9 Ways to Help Wildfire Victims Right Now (And Going Forward)
Wildfires continued to rage on the West Coast this week, leaving hundreds of thousands of families displaced and at least 41,000 structures destroyed in California alone. The death toll has swelled to more than 20, and the fires aren’t nearly out. Here, nine ways to help wildfire victims in Washington, Oregon and California.
1. Give Immediate Relief to Those Affected by the Fires
The California Fire Foundation has a Supplying Aid to Victims of Emergency (SAVE) program that distributes $250 gift cards to eligible persons, to provide the immediate food and other supplies they need. It’s a great way for victims to get immediate relief in the first 24 to 48 hours after a disaster, since participating fire departments are able to reach those stricken in each department’s district right away.
2. Give Cash to Persons Displaced from Their Homes
The United Way of Northern California has given cash grants to survivors of past fires (like the Boles, Carr and Camp fires), in order to directly impact the lives of people who have been rendered homeless. Cash allotments in past years have been used to do things like erect electricity poles on properties where people are living in temporary shelters while rebuilding their homes or buying replacement appliances for homes that are still livable but were greatly impacted by the fires. The plan for the response to the 2020 fires has yet to be announced but expect your money to go to tangible relief efforts thanks to this group.
3. Donate Directly to an Affected Individual on GoFundMe
If you want to know exactly who and what your money is going toward then check out the GoFundMe Wildfire Relief Hub. Here you’ll find individuals who need your help, including a horse rescue ranch that lost all its tack, feed and medicine for 20 horses in the Valley Fire and a 36-weeks-pregnant mom who lost all her soon-to-be-born baby’s clothes and supplies when her family was forced to flee the Lake Fire in the Angeles National Forest. The stories are affecting, and you’ll know you’re really helping someone.
4. Provide Shelter and Food to Displaced Families
The American Red Cross has set up temporary shelters and food sites in areas hit by the fires. Donations to the charity will help provide comfort and necessities to those who’ve been displaced. Either text REDCROSS to 90999 to make a $10 donation or visit the website for more ways to help.
5. Rebuild an Animal Sanctuary
Animal lovers, we dare you not to tear up while reading this account of the Herd and Flock Animal Sanctuary in Vacaville, California (site of the devastating LNU Lightning Complex wildfire). You can adopt one of the small menageries to support its care and feeding or just donate to rebuild facilities.
6. Give Affected Families a Meal
The Food Bank for Monterey County, the area where three major fires burned recently (with one, the Dolan fire, still only 40 percent contained), is accepting donations to provide food for residents. Due to Covid-19 precautions, however, the bank is not accepting prepared food.
7. House a Displaced Person or Relief Worker
Airbnb has an Open Homes program that matches participants with a person in need of housing due to disaster.
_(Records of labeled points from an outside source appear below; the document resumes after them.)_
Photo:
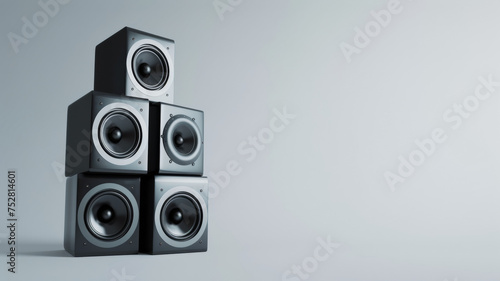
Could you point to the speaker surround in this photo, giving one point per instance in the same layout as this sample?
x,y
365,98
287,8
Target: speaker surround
x,y
136,63
107,133
176,140
102,215
176,218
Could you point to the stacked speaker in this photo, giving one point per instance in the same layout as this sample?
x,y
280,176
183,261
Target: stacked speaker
x,y
134,159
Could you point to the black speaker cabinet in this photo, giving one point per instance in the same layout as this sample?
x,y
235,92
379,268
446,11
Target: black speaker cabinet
x,y
107,133
102,215
174,214
135,63
176,140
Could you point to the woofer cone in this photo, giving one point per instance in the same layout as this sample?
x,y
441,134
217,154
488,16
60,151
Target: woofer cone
x,y
120,133
150,67
181,217
108,215
182,140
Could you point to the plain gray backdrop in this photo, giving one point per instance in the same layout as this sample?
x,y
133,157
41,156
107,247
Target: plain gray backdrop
x,y
322,176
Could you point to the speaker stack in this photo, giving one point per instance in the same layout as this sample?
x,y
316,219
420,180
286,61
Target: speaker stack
x,y
134,159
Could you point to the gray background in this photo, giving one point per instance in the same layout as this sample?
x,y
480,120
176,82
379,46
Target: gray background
x,y
322,176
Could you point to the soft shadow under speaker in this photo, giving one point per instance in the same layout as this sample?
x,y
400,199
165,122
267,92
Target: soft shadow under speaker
x,y
136,63
176,140
102,215
107,134
174,214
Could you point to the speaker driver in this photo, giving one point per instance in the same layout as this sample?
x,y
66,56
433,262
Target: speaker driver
x,y
182,140
181,217
120,134
150,67
108,215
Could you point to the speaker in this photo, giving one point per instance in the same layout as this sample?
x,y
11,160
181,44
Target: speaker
x,y
102,215
176,140
136,63
174,214
107,133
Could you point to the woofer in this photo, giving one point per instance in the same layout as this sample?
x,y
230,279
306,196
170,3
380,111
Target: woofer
x,y
181,216
108,215
120,134
150,67
102,214
182,140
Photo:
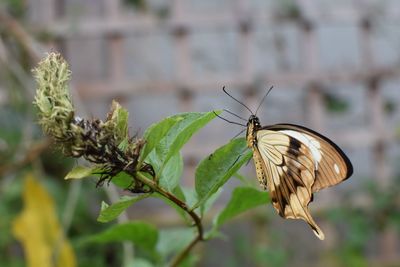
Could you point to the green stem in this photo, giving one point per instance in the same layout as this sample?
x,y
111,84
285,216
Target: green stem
x,y
196,219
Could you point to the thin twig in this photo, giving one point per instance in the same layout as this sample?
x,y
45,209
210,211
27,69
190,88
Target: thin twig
x,y
196,219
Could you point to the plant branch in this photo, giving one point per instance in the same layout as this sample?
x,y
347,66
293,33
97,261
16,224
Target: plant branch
x,y
196,219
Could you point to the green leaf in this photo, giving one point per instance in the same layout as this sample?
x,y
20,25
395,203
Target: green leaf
x,y
172,173
215,170
110,212
166,138
142,234
80,172
155,133
173,240
210,202
122,122
138,262
243,199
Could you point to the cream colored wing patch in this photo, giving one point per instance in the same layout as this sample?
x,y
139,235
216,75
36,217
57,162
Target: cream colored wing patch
x,y
289,169
331,165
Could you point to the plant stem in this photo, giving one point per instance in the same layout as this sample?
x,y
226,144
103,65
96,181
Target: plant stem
x,y
183,206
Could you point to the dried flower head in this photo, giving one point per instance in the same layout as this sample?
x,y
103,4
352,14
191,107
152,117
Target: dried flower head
x,y
105,143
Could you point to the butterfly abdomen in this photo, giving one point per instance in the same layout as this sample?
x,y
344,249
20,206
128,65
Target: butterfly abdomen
x,y
260,170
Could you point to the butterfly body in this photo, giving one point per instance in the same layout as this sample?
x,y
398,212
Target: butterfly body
x,y
292,162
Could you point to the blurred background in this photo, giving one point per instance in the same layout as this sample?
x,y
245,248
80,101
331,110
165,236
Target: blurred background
x,y
335,68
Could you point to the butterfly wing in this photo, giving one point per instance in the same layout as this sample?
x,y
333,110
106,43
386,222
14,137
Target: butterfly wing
x,y
331,165
286,166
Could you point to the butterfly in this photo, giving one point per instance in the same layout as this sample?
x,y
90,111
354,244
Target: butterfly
x,y
293,162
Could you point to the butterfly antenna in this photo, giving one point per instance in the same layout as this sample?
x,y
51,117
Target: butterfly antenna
x,y
223,89
262,100
233,122
236,135
237,116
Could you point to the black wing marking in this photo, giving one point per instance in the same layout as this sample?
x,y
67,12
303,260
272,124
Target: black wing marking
x,y
289,167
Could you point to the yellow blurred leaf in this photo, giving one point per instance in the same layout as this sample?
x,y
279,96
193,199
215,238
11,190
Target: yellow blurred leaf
x,y
39,231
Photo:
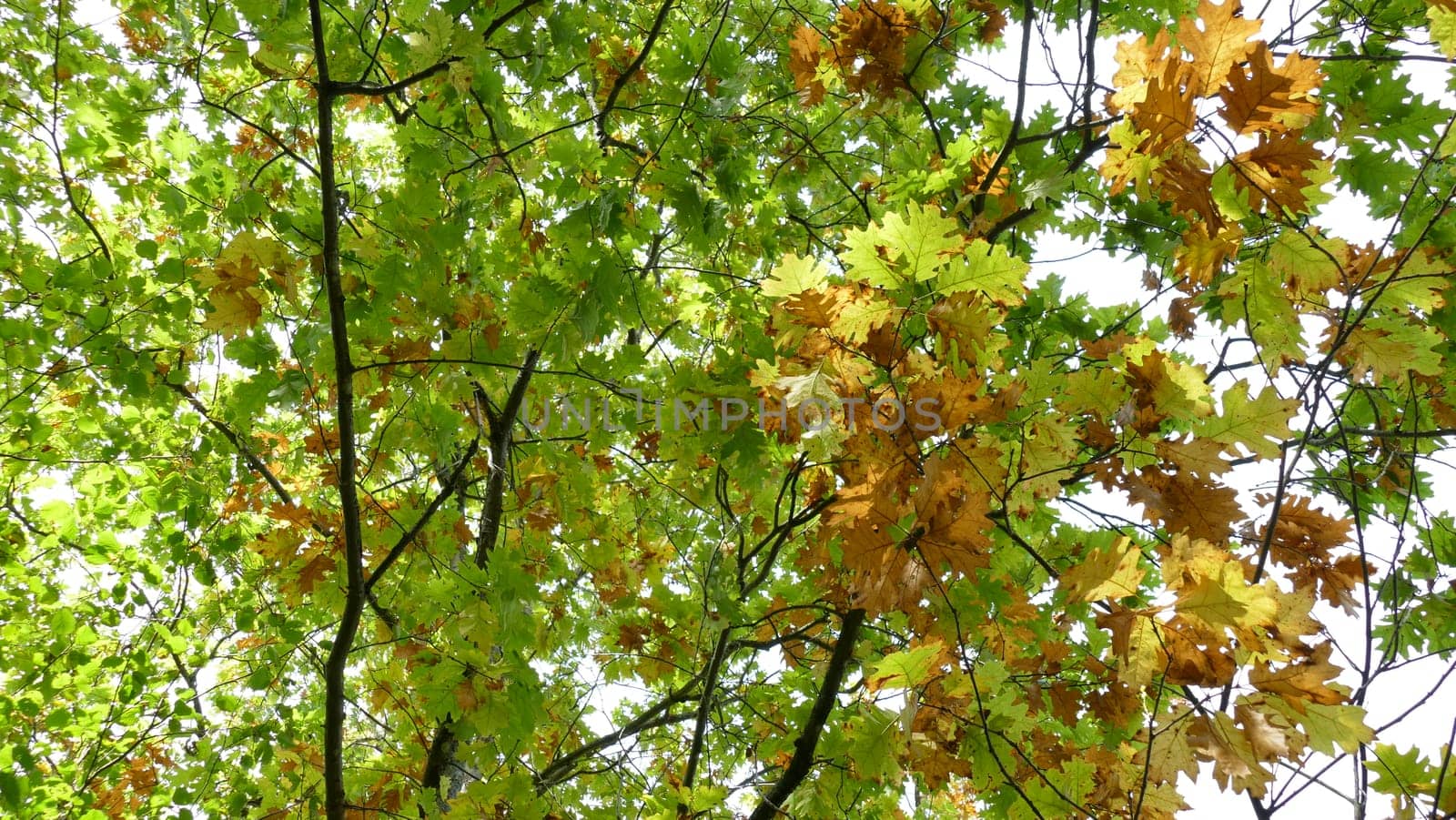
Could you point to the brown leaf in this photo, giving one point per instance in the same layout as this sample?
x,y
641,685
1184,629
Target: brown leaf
x,y
1222,41
1263,98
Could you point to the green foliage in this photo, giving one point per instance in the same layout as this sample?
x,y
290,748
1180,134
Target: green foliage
x,y
460,410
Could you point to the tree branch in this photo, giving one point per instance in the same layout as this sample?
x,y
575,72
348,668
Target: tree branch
x,y
803,759
603,136
335,667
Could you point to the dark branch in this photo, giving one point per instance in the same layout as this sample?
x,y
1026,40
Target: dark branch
x,y
803,759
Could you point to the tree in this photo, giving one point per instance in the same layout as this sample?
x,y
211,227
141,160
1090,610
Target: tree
x,y
599,408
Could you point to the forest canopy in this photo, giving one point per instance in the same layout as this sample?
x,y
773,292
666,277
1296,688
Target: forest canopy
x,y
744,408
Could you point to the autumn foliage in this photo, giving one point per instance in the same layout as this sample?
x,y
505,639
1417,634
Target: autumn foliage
x,y
368,378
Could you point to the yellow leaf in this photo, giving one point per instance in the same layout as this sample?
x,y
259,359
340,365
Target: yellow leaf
x,y
1225,599
1220,43
1106,572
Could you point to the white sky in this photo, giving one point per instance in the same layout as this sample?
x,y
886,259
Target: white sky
x,y
1108,280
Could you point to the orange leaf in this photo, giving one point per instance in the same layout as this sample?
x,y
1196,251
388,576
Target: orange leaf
x,y
1220,43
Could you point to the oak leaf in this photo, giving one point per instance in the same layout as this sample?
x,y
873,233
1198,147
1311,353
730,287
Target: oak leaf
x,y
1110,572
1218,44
1263,98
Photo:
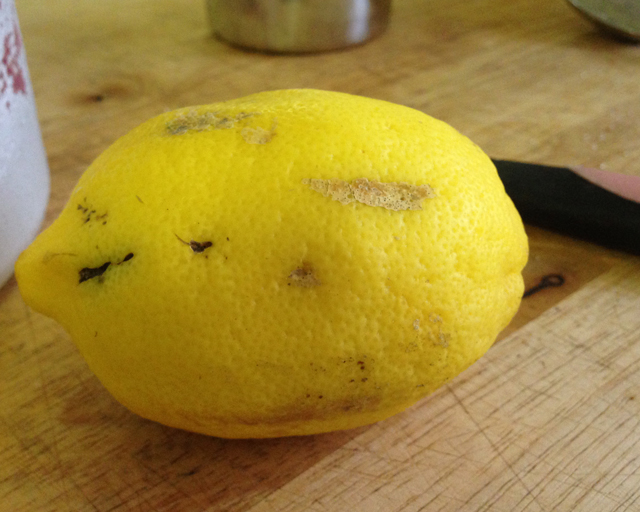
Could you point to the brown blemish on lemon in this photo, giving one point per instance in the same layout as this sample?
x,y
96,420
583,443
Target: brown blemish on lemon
x,y
303,276
258,135
390,195
193,121
196,247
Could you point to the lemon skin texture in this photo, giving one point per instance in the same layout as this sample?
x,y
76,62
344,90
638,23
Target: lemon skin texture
x,y
287,263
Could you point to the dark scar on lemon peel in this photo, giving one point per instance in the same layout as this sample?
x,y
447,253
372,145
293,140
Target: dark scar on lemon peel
x,y
87,273
196,247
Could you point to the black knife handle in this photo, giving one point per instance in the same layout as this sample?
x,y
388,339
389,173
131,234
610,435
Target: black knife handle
x,y
558,199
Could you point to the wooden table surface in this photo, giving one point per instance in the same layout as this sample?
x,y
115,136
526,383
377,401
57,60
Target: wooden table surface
x,y
548,420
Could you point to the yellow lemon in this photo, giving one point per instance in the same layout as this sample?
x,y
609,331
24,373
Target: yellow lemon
x,y
287,263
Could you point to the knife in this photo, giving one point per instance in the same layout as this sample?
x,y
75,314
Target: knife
x,y
568,201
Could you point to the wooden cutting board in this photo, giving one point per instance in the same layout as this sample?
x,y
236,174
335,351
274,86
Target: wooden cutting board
x,y
546,421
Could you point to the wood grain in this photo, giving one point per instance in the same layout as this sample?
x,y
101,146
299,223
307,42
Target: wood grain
x,y
546,421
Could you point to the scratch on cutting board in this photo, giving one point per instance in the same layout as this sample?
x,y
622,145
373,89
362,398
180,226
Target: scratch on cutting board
x,y
493,445
53,446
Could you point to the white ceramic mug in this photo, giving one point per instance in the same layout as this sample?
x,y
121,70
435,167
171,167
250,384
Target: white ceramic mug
x,y
24,173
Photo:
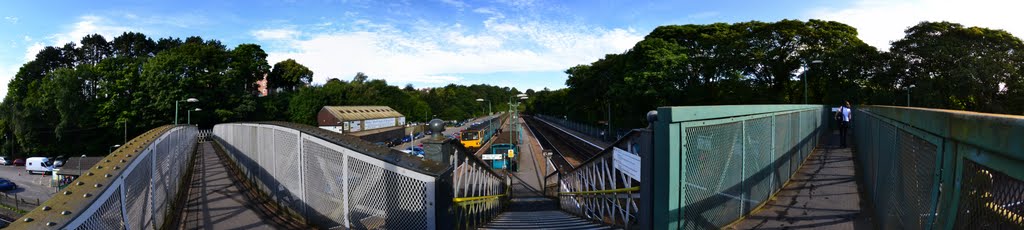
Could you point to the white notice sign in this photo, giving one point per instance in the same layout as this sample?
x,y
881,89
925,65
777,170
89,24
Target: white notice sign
x,y
628,163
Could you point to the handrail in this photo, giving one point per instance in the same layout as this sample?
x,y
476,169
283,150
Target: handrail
x,y
104,183
980,151
468,199
630,189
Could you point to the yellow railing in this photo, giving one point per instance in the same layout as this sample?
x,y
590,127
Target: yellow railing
x,y
617,190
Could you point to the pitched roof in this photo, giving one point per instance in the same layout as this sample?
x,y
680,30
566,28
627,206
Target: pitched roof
x,y
361,112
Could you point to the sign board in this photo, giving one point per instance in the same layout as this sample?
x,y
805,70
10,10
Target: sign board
x,y
491,156
627,163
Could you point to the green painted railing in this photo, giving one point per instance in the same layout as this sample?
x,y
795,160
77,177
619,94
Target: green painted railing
x,y
935,169
714,165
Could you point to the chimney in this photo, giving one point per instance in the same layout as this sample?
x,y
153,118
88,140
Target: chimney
x,y
436,147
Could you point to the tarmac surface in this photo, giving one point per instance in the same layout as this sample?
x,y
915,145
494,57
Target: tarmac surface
x,y
216,200
823,194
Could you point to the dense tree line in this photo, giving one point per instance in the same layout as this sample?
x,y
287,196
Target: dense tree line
x,y
944,64
82,98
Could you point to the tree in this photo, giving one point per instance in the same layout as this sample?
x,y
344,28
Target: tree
x,y
289,75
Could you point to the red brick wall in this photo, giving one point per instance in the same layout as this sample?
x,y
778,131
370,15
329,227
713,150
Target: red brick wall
x,y
324,118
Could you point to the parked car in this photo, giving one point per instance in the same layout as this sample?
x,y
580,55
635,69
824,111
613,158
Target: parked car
x,y
41,165
59,161
418,151
394,142
6,185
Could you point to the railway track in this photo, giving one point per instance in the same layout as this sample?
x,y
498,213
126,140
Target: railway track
x,y
570,151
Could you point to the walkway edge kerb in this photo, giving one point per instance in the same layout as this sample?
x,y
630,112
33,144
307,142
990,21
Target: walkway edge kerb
x,y
386,154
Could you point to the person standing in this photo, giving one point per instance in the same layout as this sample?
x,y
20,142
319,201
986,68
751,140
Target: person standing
x,y
844,117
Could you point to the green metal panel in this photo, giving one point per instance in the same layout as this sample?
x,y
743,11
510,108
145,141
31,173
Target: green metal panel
x,y
720,162
935,181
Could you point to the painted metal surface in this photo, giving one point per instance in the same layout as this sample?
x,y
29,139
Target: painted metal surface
x,y
712,165
937,169
130,188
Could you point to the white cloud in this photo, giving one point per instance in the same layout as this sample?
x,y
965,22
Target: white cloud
x,y
881,21
457,3
437,53
30,53
275,34
86,26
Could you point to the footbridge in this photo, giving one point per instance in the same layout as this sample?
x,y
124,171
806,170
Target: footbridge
x,y
693,168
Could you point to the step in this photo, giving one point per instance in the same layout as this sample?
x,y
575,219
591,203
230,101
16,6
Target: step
x,y
542,220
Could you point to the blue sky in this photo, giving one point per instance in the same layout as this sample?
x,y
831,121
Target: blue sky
x,y
429,43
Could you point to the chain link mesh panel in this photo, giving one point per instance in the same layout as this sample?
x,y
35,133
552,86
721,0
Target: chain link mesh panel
x,y
989,199
109,216
324,178
758,162
714,171
913,181
137,194
734,163
287,152
330,185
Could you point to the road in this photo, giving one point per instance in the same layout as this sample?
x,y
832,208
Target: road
x,y
448,131
37,186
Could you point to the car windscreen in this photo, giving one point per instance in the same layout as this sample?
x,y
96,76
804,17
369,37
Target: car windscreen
x,y
470,136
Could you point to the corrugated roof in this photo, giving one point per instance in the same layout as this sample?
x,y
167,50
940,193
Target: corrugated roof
x,y
363,112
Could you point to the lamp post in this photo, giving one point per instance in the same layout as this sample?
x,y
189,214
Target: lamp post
x,y
908,95
488,104
190,100
805,79
189,113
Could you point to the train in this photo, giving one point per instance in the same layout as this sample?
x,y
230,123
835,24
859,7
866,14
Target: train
x,y
478,134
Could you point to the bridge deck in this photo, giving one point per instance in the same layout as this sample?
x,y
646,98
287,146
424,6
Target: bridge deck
x,y
822,194
216,200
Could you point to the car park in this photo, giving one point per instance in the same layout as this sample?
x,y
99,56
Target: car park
x,y
41,165
6,185
418,151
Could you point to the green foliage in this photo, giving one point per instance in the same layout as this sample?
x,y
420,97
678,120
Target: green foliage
x,y
950,65
80,99
288,75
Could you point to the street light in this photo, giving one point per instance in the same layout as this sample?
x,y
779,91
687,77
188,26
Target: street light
x,y
189,113
908,95
488,104
805,79
190,100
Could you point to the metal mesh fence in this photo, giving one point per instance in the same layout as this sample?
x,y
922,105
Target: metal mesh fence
x,y
989,199
909,172
733,162
599,190
330,185
109,215
139,197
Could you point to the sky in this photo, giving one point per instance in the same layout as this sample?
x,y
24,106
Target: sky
x,y
526,44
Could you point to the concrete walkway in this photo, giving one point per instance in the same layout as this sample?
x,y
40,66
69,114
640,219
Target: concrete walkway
x,y
822,194
216,200
527,180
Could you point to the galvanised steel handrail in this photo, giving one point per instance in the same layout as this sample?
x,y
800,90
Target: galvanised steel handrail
x,y
129,188
334,180
941,169
598,189
714,165
479,193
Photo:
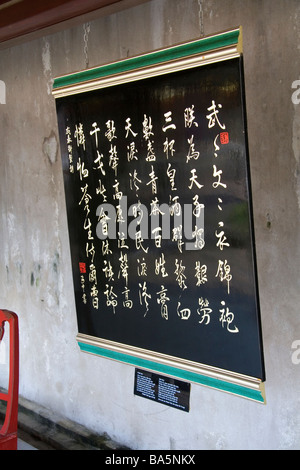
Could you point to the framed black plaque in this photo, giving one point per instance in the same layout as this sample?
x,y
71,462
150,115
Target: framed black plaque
x,y
157,183
163,389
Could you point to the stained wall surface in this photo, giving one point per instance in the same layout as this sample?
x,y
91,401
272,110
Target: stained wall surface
x,y
35,265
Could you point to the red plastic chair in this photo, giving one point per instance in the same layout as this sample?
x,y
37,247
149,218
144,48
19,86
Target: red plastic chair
x,y
9,430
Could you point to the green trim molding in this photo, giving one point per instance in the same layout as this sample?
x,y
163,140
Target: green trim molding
x,y
203,45
242,391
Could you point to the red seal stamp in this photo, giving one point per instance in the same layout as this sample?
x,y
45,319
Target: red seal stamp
x,y
82,268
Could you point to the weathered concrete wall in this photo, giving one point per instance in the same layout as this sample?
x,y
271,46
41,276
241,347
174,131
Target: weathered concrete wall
x,y
35,269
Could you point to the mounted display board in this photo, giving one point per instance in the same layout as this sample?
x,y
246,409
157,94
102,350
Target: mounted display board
x,y
155,163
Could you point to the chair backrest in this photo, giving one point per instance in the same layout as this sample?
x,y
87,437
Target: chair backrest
x,y
8,432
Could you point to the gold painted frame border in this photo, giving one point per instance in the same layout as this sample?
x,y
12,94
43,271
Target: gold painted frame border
x,y
215,48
Have a spare room, a bed or a guest house you’re willing to part with for two or more days? Sign up to be a part of the program, and an individual or a nonprofit that’s assisting individuals will be in touch with you. (P.S. There’s 24/7 customer support and damage insurance from Airbnb, so you are fully supported if you sign up.)
8. Donate to First Responders
Direct Relief provides healthcare resources to first responders fighting fires across California. The organization also maintains an inventory of N-95 masks and respiratory medications that help keep them safe, supplies that are even more in demand than usual in these times of Covid-19.
9. Contribute to the Wildfire Relief Fund
Proceeds to the California Community Foundation Wildfire Relief Fund help support recovery and containment efforts, as well as long-term preparedness.